Pass them via extraEnv:

extraEnv:
- name: GRAFANA_URL
value: "https://grafana.example.com"
- name: GRAFANA_TOKEN
valueFrom:
secretKeyRef:
name: chaos-zookoo-grafana # see extraSecrets below
key: GRAFANA_TOKEN
caution

Never put GRAFANA_TOKEN as a plain value: in a values file that reaches source control. Use secretKeyRef pointing at a secret created either by extraSecrets (below) or by an external secrets operator.

extraSecrets — create secrets from the chart

extraSecrets lets the chart render one or more Secret resources in the same namespace as the release.

extraSecrets:
- name: chaos-zookoo-grafana
stringData:
GRAFANA_TOKEN: "glsa_xxxxxxxxxxxxxxxxxxxx"

Use data instead of stringData if the value is already base64-encoded:

extraSecrets:
- name: chaos-zookoo-grafana
data:
GRAFANA_TOKEN: "Z2xzYV94eHh4eHh4eHh4eHh4eHh4eA=="

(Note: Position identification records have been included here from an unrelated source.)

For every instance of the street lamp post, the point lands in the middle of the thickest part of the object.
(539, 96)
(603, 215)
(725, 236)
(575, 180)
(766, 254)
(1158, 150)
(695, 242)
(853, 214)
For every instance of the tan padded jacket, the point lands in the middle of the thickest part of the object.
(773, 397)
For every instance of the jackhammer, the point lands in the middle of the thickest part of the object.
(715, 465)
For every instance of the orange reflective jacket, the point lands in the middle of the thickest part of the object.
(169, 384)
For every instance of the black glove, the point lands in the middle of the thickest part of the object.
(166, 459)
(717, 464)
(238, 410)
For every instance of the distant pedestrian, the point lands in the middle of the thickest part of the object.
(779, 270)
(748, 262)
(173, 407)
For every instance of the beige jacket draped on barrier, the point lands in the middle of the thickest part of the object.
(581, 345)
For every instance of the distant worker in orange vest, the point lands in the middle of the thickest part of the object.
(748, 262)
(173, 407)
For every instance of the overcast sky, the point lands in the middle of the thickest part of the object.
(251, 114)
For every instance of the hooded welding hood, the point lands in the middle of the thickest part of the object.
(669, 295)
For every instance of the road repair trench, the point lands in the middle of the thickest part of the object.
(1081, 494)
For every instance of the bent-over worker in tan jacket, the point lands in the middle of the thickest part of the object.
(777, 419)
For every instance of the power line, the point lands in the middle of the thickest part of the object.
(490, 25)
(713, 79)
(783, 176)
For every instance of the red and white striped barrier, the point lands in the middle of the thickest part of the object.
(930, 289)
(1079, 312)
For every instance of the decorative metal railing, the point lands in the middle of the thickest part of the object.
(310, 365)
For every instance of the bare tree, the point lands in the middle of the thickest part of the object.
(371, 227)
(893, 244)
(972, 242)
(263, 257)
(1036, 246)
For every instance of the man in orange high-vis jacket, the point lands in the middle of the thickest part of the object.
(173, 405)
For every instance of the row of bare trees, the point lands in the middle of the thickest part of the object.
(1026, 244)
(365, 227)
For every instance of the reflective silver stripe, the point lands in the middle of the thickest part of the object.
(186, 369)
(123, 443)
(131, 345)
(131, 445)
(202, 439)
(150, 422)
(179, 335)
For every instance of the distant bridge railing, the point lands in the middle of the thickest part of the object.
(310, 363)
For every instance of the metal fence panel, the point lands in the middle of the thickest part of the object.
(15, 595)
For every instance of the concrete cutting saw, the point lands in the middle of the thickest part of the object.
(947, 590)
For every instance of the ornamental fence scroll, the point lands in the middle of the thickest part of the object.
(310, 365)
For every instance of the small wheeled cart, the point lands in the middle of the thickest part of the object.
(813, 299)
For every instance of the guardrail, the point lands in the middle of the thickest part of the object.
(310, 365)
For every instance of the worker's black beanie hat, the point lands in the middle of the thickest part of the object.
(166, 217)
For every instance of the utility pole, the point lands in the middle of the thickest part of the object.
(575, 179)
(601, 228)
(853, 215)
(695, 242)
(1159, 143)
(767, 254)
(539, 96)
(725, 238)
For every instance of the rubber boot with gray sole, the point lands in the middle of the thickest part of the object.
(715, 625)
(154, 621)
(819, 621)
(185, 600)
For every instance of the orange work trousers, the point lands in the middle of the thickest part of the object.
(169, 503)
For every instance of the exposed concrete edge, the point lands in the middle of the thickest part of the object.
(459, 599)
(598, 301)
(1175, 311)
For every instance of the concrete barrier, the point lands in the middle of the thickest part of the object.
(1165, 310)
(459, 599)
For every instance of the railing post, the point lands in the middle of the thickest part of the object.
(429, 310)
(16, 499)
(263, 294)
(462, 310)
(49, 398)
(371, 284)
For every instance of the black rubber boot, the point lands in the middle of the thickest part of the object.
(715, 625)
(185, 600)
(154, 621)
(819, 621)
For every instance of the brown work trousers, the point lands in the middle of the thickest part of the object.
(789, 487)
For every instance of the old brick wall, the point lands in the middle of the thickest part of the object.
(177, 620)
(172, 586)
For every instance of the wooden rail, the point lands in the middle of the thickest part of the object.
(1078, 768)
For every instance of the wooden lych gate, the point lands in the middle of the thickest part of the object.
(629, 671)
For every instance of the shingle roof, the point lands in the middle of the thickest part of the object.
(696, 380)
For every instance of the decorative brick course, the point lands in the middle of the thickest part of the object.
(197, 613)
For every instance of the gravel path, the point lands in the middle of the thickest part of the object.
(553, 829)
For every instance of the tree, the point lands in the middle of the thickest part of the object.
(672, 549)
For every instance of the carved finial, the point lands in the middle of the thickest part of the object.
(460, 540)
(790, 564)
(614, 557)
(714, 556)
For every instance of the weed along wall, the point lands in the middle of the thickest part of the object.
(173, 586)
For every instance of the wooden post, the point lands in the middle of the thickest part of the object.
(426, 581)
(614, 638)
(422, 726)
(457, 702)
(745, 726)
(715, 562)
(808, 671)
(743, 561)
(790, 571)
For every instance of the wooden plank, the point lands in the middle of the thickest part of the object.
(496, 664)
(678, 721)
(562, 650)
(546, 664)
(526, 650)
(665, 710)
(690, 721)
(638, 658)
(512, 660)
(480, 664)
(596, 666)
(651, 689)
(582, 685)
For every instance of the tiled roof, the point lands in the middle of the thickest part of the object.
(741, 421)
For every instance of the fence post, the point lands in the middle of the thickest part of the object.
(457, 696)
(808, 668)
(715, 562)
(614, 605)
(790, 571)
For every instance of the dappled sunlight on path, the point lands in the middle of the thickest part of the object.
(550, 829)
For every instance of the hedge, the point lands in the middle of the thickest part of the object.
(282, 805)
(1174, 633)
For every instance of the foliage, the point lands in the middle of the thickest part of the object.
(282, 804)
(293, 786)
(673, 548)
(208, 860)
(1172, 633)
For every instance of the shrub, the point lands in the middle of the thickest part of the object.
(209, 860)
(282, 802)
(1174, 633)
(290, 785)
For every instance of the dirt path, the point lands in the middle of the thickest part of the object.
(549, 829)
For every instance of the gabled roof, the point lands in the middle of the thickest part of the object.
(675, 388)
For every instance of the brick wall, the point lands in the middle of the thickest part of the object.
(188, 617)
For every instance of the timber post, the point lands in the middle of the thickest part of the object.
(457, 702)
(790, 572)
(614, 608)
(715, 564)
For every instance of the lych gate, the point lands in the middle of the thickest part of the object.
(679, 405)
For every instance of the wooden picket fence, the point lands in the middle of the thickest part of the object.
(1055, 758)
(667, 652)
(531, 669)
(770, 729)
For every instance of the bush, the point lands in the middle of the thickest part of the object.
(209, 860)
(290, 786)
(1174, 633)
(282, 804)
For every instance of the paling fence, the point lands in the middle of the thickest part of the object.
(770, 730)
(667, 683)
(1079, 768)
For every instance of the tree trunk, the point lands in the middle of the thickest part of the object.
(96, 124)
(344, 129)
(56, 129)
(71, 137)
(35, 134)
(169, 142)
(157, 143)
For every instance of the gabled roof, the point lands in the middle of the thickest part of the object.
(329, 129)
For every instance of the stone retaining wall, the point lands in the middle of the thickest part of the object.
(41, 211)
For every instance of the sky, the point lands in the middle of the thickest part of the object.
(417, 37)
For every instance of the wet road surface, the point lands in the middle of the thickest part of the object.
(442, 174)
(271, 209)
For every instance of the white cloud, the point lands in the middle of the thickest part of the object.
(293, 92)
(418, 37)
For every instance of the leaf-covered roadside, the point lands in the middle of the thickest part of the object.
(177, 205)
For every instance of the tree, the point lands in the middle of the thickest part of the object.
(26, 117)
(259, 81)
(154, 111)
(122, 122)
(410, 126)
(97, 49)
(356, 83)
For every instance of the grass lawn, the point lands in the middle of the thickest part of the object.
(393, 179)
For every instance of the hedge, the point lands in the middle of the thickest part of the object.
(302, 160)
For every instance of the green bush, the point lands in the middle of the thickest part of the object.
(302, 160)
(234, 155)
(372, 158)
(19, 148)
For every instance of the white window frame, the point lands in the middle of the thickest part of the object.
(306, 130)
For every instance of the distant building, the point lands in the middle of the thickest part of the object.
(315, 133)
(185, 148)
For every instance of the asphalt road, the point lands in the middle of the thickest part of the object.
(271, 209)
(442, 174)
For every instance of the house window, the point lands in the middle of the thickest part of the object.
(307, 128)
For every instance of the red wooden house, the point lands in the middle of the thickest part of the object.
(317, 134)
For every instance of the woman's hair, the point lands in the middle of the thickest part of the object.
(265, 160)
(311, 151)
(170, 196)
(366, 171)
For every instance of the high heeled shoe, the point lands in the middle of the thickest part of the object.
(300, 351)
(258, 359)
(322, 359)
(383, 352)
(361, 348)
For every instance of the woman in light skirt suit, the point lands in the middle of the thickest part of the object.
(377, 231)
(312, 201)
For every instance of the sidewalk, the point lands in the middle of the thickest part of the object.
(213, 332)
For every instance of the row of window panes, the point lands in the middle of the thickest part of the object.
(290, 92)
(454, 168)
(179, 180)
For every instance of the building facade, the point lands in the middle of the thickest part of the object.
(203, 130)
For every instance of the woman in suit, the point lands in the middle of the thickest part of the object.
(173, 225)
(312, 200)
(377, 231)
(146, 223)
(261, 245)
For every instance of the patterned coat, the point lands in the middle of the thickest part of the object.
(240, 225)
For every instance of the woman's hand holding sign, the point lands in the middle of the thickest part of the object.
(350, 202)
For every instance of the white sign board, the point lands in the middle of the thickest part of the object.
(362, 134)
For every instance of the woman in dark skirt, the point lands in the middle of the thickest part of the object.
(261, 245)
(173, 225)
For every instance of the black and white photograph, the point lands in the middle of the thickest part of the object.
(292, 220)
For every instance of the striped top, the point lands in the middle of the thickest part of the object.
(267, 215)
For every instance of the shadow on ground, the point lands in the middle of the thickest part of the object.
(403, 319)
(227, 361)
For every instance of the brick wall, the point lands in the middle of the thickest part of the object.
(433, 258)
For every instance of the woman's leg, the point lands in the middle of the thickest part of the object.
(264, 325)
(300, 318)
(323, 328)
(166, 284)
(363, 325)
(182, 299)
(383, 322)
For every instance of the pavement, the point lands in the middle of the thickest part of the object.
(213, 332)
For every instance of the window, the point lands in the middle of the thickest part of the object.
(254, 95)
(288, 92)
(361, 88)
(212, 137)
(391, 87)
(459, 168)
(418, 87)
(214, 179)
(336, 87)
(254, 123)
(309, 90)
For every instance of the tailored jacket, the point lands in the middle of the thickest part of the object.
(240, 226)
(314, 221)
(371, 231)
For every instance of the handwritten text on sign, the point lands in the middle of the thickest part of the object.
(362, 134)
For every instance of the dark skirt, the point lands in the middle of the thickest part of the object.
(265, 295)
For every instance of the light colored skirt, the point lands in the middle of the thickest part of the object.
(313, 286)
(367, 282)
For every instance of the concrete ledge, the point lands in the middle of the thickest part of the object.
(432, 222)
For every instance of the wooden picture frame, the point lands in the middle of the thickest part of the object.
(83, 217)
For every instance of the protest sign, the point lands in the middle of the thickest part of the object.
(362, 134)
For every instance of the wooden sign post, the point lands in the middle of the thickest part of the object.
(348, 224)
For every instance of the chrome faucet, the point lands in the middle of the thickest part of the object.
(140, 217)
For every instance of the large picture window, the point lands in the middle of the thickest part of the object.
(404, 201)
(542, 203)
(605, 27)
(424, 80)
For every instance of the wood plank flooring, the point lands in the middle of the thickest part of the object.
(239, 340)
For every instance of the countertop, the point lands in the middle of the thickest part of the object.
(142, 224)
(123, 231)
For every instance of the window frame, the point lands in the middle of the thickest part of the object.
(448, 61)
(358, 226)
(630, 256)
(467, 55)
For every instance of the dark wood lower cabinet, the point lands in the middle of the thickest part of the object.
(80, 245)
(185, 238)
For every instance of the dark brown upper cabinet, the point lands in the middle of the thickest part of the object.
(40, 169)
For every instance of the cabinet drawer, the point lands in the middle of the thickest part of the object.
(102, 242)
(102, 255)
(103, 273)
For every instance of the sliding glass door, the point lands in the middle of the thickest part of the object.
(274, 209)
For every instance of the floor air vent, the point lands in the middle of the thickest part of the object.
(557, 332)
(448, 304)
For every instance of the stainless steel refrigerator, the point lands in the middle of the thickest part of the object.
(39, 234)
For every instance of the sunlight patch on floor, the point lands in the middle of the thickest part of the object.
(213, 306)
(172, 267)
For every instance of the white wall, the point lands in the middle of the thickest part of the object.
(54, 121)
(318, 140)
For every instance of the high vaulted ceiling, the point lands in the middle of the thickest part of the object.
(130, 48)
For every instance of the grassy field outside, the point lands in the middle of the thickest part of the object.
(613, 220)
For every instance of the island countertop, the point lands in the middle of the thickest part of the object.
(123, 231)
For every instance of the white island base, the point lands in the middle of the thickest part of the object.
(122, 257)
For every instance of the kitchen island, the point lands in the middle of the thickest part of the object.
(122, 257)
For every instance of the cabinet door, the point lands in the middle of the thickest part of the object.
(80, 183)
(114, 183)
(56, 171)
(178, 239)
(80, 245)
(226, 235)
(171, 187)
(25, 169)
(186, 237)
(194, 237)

:::tip Production recommendation In production, replace extraSecrets with an external secrets operator (e.g. External Secrets Operator + Vault / AWS Secrets Manager) and keep extraSecrets: []. :::

Full testkit example

# my-values.yaml

k8s:
host: "https://api.prod.example.com"
clusterCert: "<base64-CA>"
token: "<service-account-token>"

serviceAccount:
create: false
name: "chaos-zookoo"

extraSecrets:
- name: chaos-zookoo-grafana
stringData:
GRAFANA_TOKEN: "glsa_xxxxxxxxxxxxxxxxxxxx"

extraEnv:
- name: GRAFANA_URL
value: "https://grafana.example.com"
- name: GRAFANA_TOKEN
valueFrom:
secretKeyRef:
name: chaos-zookoo-grafana
key: GRAFANA_TOKEN

configs:
- kind: Killing
name: kill-frontend
namespace: production
schedule:
interval: 5m
selector:
labels:
app: frontend
minAvailable: 2
testing:
datasource: prometheus-prod
wait: 2m
rules:
- expr: 'sum(rate(http_requests_total{job="frontend",status=~"5.."}[2m])) / sum(rate(http_requests_total{job="frontend"}[2m])) < 0.01'
description: "error rate below 1%"

Full values.yaml reference

image:
repository: neryolab/chaos-zookoo
tag: "0.1.0"

serviceAccount:
create: false # true = chart creates the SA (no RBAC)
name: "" # existing SA name; defaults to "default" when empty

k8s:
host: ""
clusterCert: ""
token: ""

extraSecrets: []
extraEnv: []
extraContainers: []
extraVolumes: []
extraVolumeMounts: []

resources:
limits: {cpu: 100m, memory: 128Mi}
requests: {cpu: 100m, memory: 128Mi}

readinessProbe: {}
livenessProbe: {}

monitoring:
prometheus:
port: 9090
exporter:
enabled: false
scrapeInterval: 30s
image:
repository: grafana/alloy
tag: latest
pullPolicy: IfNotPresent
endpoint:
url: http://otel-collector:4317
insecure: false
resources:
limits: {cpu: 300m, memory: 256Mi}
requests: {cpu: 100m, memory: 128Mi}

configs: []

Upgrade

helm upgrade chaos-zookoo ./helm -f my-values.yaml
kubectl -n chaos-system rollout restart deployment/chaos-zookoo

The ConfigMap mounts via subPath, so a scenario change requires a pod restart — helm upgrade alone is not enough.